Avant de devenir ces divinités universelles et terribles, les forces malfaisantes étaient personnifiées par des monstres locaux qui sortaient de leurs antres pour répandre la dévastation et la terreur. Ce sont les dragons de la fable, les grenouilles et les tarasques, les Minotaure et les Fafner, devenus, dans leurs formes primitives, des monstres d'opéra, Ils sont restés dans leurs formes modernes, l'Eglise, la Patrie, l'Etat, le Capitalisme, des fétiches inassouvissables qui font peser leur puissance empoisonnée et autrement malfaisante sur les hommes toujours terrorisés. Tout l'univers a été et est resté un immense fétiche, jusque dans ses infiniments petits. Si l'homme primitif avait connu le microbe, il lui aurait dressé des autels comme au soleil et à la lune. Les Géorgiens, par leurs flatteries, cherchaient à séduire la peste pour qu'elle les épargnât. En 1720, lorsque ce fléau ravagea Marseille, on fit des processions et on promena des reliques de saints dans les rues pour le conjurer. On ne cesse pas de faire des processions semblables pour appeler la pluie sur les campagnes desséchées, de demander au ciel sa protection contre toutes sorte de calamités et de se lever pour la guerre au cri de « Dieu le veut », comme le primitif prenait les armes sur un geste du sorcier.

Ainsi, par le totémisme et le fétichisme s'exprimèrent les premières formes du naturisme, « religion née spontanément de la croyante aux génies innombrables représentant les forces de la nature ». (E. Reclus.) De cette croyance se formèrent les récits fabuleux, les légendes, les mythes dont les développements tireraient un caractère de plus en plus mystérieux de l'animisme.

L'animisme, non seulement fait vivre les esprits de la terre, mais il ressuscite ceux qui ont vécu.

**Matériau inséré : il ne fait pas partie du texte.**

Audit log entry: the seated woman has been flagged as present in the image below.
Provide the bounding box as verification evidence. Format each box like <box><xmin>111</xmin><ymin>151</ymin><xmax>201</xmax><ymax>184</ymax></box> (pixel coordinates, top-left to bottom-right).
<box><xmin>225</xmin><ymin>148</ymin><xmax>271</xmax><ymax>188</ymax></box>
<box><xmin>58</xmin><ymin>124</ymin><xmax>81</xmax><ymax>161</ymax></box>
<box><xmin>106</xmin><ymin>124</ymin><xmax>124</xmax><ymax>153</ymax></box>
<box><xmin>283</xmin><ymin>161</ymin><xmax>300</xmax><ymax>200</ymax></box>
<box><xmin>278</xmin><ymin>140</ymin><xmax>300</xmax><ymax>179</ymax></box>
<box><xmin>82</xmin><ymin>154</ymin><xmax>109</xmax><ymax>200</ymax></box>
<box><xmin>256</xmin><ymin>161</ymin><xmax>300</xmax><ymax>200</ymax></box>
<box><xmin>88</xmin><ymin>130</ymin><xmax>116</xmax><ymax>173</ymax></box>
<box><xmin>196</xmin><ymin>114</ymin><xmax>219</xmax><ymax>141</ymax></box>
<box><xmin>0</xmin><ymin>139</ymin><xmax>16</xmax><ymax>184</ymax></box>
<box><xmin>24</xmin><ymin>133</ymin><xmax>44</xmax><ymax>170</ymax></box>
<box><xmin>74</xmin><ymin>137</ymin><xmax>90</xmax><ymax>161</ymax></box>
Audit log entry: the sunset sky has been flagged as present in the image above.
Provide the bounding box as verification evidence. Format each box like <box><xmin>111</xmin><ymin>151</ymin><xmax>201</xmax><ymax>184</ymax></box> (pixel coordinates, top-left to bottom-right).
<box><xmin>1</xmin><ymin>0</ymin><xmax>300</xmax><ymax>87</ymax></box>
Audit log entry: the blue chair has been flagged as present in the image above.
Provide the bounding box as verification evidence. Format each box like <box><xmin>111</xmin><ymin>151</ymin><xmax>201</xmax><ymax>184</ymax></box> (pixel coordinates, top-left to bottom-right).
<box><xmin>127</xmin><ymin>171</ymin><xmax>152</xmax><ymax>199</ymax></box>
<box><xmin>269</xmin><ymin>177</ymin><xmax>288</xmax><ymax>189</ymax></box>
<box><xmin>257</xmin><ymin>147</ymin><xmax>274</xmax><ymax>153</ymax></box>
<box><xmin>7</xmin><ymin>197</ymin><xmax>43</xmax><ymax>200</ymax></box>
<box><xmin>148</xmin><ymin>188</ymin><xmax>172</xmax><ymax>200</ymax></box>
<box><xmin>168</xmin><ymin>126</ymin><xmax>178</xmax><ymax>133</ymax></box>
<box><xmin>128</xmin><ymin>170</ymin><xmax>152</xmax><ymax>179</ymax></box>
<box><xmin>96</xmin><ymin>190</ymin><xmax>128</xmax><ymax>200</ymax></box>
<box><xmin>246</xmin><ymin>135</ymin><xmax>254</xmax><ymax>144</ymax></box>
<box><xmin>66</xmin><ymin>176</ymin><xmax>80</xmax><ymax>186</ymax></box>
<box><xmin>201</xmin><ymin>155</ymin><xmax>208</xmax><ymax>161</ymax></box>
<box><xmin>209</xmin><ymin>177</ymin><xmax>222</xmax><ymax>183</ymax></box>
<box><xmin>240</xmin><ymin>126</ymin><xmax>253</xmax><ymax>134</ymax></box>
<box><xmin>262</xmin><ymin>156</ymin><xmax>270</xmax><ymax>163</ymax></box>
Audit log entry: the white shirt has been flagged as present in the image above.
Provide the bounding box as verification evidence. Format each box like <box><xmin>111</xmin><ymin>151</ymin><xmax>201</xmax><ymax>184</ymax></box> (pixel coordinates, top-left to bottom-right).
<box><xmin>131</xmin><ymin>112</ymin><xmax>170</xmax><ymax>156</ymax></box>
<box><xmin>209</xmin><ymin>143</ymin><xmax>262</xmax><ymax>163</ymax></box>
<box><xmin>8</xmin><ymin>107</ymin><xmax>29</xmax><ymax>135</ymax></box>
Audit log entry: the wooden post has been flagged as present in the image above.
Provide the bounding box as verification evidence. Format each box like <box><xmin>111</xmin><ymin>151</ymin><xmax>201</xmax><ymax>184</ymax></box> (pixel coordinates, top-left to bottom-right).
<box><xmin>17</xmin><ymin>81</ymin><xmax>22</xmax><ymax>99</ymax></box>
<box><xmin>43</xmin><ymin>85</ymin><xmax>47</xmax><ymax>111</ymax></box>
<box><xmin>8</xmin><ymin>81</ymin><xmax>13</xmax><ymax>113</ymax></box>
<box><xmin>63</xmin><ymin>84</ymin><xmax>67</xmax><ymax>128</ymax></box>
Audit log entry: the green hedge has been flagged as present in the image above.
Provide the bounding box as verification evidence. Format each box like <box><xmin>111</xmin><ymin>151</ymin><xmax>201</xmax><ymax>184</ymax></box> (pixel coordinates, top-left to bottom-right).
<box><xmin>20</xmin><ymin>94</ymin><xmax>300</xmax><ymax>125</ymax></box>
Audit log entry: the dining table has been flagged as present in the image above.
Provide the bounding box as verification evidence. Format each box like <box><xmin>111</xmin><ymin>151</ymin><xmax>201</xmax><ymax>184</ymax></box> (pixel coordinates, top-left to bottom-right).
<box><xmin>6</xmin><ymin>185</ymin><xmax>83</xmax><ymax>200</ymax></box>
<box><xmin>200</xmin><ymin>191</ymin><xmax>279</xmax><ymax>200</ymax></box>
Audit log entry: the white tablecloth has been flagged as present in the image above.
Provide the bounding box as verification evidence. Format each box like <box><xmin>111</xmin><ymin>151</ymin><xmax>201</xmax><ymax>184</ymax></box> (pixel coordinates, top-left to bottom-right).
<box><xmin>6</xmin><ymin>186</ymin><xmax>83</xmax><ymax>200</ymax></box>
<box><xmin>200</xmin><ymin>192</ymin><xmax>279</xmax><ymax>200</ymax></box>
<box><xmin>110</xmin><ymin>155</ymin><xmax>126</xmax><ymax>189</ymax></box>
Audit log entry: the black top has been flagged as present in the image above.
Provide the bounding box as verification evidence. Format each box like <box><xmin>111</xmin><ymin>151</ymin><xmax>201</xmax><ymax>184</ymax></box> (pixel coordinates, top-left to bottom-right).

Il étend à tous les éléments le culte des êtres et des choses familières aux hommes. et il arrive à diviser l'univers entier dans le magnifique épanouissement du panthéisme. Celui-ci a trouvé sa plus remarquable expression clans le polythéisme grec qui ignora presque les castes sacerdotales et mit le citoyen à la place du prêtre, la politique au-dessus de la religion. Le polythéisme grec a pour principe « l'autonomie de tous les êtres et reconnaît implicitement que toute chose est vivante ». En même temps qu'il affirmait, trois mille ans avant la science moderne, « l'indissolubilité de la : vie sous tous ses -aspects, matière et pensée » (E. Reclus). Il était profondément attaché, avec une confiance et une reconnaissance qui font la grandeur de l'humanisme antique, à l'animisme primitif manifesté dans la nature toute entière. Ce polythéisme, d'une variété et d'une richesse poétiques incomparables, s'exprimait dans la plus admirable des régions terrestres ; aussi était-il presque complètement dépouillé de la terreur de l'inconnu, de l'inquiétude qu'entretiennent des menaces constantes dans une nature moins douce, et l'homme goûtait une sécurité qui rendait moins nécessaires les intercessions auprès des puissances divines. Mais on comprend combien les sorciers de toutes sortes : magiciens guérisseurs, chefs et rois dévorateurs, pouvaient user et abuser des superstitions fétichistes dans des pays moins favorisés et auprès de populations moins développées intellectuellement et socialement.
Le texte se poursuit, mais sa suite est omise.